L'Isola dei Cani è una favola umana

Wes Anderson torna a giocare con lo stop motion: in tutte le sale dal 1° maggio
L'Isola dei Cani è una favola umana

L’Isola dei Cani è il nono lungometraggio e secondo film d’animazione in stop motion (dopo Fantastic Mr. Fox) di Wes Anderson che ha aperto la 68esima edizione del Festival di Berlino, vincendo l’Orso d'argento per il miglior regista. Arriva nelle sale il 1° maggio. Nel 2037, per arginare una terribile influenza canina che rischia di infettare gli esseri umani, il sindaco di Megasaki in Giappone decide di deportare tutti i cani, randagi e domestici, su una vicina isola fino ad allora usata per raccogliere i rifiuti dell’uomo. Sei mesi dopo, novello il figlio adottivo del sindaco, Atari, precipita con un piccolo aereo sull’isola in cerca di Spots, il primo cane ad essere esiliato. Il giovane dodicenne inizia un viaggio verso il cuore dell’isola in compagnia di un gruppo di randagi, sporchi e affamati, ma non per questo meno disponibili ad aiutare un giovane uomo nella sua perigliosa ricerca dell’amico di un tempo.  

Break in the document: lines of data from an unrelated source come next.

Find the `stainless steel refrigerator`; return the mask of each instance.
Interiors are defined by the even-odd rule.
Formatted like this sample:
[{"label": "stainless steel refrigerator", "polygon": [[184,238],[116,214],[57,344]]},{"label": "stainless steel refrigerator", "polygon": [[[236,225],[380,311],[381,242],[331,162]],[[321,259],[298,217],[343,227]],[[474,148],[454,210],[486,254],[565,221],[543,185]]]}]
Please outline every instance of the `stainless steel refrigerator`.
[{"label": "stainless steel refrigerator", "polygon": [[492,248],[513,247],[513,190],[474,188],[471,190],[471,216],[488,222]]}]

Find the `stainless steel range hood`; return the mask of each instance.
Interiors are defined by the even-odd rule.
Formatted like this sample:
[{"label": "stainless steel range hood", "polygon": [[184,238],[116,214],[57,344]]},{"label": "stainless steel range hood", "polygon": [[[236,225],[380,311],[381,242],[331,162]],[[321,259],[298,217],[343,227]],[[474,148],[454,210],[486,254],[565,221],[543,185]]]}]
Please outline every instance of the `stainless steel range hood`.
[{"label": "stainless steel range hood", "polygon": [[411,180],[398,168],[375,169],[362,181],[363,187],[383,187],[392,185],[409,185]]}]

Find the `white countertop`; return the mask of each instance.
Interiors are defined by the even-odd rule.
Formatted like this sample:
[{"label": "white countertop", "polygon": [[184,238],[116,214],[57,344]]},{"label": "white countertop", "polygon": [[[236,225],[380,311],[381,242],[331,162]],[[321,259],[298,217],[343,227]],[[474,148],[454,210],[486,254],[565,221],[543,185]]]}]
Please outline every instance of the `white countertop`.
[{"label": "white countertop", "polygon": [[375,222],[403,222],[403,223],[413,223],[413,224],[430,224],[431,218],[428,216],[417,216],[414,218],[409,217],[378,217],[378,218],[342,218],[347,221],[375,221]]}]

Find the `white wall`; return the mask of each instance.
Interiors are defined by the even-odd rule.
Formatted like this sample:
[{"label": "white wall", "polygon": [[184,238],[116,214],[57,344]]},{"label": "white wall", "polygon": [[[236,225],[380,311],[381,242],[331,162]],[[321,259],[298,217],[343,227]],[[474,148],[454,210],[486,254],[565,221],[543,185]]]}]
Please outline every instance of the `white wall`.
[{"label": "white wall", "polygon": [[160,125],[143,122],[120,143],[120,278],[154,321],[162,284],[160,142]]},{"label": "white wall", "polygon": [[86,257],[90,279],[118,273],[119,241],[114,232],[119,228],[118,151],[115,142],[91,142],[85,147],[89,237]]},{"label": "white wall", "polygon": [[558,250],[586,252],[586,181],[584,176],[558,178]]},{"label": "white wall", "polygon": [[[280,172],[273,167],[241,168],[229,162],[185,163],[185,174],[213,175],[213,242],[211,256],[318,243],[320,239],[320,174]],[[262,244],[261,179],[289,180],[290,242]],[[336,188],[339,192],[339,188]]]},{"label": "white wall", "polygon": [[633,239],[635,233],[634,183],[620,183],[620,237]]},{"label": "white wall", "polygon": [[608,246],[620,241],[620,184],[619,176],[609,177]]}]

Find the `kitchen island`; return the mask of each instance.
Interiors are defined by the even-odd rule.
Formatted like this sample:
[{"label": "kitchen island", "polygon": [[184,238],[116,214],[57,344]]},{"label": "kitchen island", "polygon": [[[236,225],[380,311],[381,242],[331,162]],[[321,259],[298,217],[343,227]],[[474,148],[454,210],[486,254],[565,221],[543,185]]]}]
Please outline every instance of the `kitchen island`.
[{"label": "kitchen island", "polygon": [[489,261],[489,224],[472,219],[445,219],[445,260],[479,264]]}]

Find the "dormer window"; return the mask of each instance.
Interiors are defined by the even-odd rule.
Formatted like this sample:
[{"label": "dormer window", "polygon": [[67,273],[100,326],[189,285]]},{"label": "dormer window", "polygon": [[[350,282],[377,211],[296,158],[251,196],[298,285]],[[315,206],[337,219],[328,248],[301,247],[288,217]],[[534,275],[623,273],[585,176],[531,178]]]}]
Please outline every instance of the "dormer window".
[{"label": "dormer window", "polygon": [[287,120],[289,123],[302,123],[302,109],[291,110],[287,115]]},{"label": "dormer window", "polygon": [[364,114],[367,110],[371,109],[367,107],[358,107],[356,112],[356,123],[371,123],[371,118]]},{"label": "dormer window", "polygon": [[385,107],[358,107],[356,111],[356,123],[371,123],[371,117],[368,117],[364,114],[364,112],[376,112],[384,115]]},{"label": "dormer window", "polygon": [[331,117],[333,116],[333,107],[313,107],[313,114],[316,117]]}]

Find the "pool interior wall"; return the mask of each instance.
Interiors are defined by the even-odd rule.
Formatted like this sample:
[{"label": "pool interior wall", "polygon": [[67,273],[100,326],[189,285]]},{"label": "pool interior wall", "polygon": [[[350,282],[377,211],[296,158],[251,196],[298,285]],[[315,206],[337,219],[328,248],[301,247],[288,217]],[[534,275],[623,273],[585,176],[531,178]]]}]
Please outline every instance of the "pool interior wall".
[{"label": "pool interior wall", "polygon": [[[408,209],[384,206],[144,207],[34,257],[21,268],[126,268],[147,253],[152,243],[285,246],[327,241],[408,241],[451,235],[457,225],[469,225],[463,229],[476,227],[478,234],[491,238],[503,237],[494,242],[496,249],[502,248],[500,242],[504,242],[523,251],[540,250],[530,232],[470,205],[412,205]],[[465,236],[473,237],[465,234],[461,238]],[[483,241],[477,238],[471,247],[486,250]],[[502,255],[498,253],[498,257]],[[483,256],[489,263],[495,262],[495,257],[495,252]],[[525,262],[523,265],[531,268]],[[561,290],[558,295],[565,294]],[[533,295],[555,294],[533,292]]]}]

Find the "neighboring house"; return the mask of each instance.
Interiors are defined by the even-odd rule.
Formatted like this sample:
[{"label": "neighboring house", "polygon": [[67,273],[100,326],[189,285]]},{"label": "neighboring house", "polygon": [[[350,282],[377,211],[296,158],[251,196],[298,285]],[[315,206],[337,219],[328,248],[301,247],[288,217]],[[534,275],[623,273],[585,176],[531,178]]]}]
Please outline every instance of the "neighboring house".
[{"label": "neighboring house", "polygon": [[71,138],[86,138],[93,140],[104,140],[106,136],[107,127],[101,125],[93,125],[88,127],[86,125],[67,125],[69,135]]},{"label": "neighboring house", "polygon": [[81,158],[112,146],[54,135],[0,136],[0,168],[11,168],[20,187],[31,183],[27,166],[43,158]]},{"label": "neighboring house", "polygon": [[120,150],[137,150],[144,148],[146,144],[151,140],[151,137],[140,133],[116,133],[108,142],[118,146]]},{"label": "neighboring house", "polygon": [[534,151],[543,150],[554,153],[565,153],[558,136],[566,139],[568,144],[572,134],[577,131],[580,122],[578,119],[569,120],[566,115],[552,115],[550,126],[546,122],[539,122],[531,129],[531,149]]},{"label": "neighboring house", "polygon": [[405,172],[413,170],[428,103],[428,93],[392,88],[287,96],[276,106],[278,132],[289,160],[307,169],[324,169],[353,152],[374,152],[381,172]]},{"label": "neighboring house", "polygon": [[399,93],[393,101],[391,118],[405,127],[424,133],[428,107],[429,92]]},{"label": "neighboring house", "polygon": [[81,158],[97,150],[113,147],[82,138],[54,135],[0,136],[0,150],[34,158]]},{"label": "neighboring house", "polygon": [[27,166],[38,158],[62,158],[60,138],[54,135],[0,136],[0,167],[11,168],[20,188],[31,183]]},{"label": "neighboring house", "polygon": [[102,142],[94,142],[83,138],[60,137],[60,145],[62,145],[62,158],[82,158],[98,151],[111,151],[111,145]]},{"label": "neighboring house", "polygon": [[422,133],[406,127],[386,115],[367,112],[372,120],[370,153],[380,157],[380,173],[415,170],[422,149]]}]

Girato in stop motion con l’aiuto del computer per alcuni scenari e anche di alcuni disegni a mano,  Wes Anderson  edifica un altro dei suoi universi immaginari muovendosi incredibilmente fuori dalla sua zona di conforto. Siamo in un futuro dispotico e qui Anderson ha costruito il suo film più politico contro l’intolleranza e contro tutti i muri. Schiacciata sotto il piede di un sindaco-dittatore amante dei gatti che ha creato attorno a sé il silenzio e lo chiama democrazia, la popolazione di Megasaki rinuncia al migliore amico dell’uomo per la paura del contagio e restare al sicuro. L’amore di un bambino per il suo cane, una studentessa americana in Oriente per motivi di studio e un gruppo di randagi mettono in crisi il sistema. L’isola dove i cani sono esiliati è un incrocio architettonico tra  i paesaggi industriali abbandonati  e un parco divertimenti in rovina e sebbene Anderson si sia immerso nella cultura giapponese, citando Kurusawa, riproducendo le celebri onde di Hokusai e lasciando che i personaggi nipponici si esprimano nella loro lingua madre - sottotitolando per sommi capi il senso dei loro discorsi - L’Isola dei Cani è lontanissimo dal concetto di personaggi kawaii, ovvero di ciò che è amabile o adorabile. Gli animali e anche gli umani sono feriti e sporchi, orecchie staccate, occhi tumefatti, corpi lacerati, pelle e pelo talmente sporco da lasciar loro dimenticare chi effettivamente siano.